How to use a question bank across three months

The advantage of twelve weeks is time for depth and spaced review, so the risk is letting early topics fade. Three habits counter that: review every wrong answer until the reasoning is clear, periodically resurface older topics, and let an adaptive system bring back your weak areas automatically rather than relying on memory of what you struggled with weeks ago.

iatroX fits a three-month plan well: its adaptive engine resurfaces weak topics across the whole period so nothing fades, the Socratic Tutor works through the reasoning when you're stuck, and Ask iatroX lets you confirm management against UK guidance (NICE, CKS, SIGN and the SmPC).
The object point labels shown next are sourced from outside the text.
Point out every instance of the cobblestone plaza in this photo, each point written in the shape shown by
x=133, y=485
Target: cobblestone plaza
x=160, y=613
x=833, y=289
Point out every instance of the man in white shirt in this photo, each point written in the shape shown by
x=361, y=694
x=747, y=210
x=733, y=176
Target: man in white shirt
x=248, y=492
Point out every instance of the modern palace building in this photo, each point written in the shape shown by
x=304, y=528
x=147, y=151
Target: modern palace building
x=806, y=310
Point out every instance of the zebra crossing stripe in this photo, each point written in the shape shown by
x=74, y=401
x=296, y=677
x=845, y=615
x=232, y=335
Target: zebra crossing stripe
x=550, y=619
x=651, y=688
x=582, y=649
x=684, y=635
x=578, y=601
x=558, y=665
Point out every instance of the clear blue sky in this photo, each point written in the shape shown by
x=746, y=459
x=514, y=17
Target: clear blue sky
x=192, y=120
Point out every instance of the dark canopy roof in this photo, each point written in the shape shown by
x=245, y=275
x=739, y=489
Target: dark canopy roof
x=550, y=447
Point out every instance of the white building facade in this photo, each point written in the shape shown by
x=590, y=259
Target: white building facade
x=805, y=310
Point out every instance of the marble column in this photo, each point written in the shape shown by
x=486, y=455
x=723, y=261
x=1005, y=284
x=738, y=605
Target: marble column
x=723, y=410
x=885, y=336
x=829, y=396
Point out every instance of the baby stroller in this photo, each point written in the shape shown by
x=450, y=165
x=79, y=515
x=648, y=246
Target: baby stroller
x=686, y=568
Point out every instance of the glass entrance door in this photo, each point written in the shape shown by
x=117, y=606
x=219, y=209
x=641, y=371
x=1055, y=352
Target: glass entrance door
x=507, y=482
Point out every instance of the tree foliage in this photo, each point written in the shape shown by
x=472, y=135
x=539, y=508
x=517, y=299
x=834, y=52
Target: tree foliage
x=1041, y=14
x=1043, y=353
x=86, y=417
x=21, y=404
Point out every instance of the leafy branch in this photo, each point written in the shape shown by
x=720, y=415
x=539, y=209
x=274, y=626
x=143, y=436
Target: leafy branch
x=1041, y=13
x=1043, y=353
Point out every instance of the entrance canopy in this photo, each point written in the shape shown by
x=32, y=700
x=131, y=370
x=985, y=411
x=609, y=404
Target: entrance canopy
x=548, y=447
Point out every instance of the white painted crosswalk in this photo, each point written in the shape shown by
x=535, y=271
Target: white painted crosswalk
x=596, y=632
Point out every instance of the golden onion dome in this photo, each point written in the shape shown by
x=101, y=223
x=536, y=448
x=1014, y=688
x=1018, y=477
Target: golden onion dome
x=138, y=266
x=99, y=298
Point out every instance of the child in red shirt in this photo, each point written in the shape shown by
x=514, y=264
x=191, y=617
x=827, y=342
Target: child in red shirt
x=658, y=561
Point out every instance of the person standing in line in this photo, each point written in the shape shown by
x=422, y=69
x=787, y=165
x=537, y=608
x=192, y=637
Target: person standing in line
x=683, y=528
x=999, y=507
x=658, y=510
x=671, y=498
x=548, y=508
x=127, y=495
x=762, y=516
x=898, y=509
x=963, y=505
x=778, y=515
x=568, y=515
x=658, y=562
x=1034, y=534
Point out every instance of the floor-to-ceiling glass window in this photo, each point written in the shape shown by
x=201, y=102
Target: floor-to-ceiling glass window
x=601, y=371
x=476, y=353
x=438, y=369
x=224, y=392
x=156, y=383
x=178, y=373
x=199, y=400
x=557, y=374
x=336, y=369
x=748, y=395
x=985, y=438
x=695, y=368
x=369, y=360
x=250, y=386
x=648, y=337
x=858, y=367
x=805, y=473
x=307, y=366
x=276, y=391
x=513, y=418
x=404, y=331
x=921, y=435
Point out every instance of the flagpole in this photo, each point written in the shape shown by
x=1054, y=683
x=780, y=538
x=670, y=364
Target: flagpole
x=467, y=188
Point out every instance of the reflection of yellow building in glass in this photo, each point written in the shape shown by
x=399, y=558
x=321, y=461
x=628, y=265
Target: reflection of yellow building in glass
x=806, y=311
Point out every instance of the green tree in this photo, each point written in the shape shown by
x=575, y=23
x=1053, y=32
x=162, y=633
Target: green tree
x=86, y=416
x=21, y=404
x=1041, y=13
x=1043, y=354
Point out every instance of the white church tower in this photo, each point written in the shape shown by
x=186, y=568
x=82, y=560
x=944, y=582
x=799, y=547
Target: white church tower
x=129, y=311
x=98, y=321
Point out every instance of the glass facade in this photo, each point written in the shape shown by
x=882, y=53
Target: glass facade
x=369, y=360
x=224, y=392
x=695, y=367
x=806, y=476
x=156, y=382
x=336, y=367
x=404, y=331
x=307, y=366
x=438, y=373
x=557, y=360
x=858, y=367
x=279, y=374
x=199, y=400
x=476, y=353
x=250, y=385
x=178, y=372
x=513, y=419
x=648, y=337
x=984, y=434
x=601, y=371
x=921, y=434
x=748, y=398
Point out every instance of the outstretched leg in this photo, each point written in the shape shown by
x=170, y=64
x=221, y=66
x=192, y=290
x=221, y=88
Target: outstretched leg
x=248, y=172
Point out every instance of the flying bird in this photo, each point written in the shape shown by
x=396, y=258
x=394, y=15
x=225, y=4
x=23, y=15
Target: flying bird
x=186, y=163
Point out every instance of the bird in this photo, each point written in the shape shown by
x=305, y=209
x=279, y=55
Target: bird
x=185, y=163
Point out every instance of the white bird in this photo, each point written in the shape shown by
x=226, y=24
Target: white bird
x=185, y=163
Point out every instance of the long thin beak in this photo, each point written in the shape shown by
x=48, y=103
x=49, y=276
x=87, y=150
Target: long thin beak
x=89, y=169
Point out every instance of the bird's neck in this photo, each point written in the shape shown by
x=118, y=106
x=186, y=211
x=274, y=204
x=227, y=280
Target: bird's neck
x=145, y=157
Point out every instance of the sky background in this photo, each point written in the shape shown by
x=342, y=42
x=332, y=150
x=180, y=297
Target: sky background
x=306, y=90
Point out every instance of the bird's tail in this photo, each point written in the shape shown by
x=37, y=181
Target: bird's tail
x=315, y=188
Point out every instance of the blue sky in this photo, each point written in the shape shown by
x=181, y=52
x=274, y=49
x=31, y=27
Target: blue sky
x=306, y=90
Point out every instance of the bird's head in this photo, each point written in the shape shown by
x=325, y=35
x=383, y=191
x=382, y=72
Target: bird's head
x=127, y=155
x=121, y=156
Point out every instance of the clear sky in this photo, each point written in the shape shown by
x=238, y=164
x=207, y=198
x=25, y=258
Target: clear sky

It covers PLAB 1 and UKMLA on one subscription (£29/month or £99/year), with free sample questions.

Frequently asked questions

Is 3 months enough to study for PLAB 1? Yes — for most candidates it's the most comfortable timeframe, allowing a thorough foundation phase, a volume phase and time for mocks at a sustainable two to three hours a day.

How many hours a day for a 3-month PLAB 1 plan? Around two to three hours most days. Consistency over twelve weeks matters more than occasional long sessions, and a longer timeframe lets you learn topics properly rather than cram.

How many questions a day over 3 months? Roughly 30–40 a day in the foundation phase, rising to 40–50 in the volume phase, plus full-length mocks in the final fortnight. Reviewing mistakes is what moves your score.

How do I stop early topics fading over a longer plan? Build in spaced review of earlier systems, and use an adaptive bank that automatically resurfaces topics you were weak on — relying on memory of what you struggled with eight weeks ago is the common failure.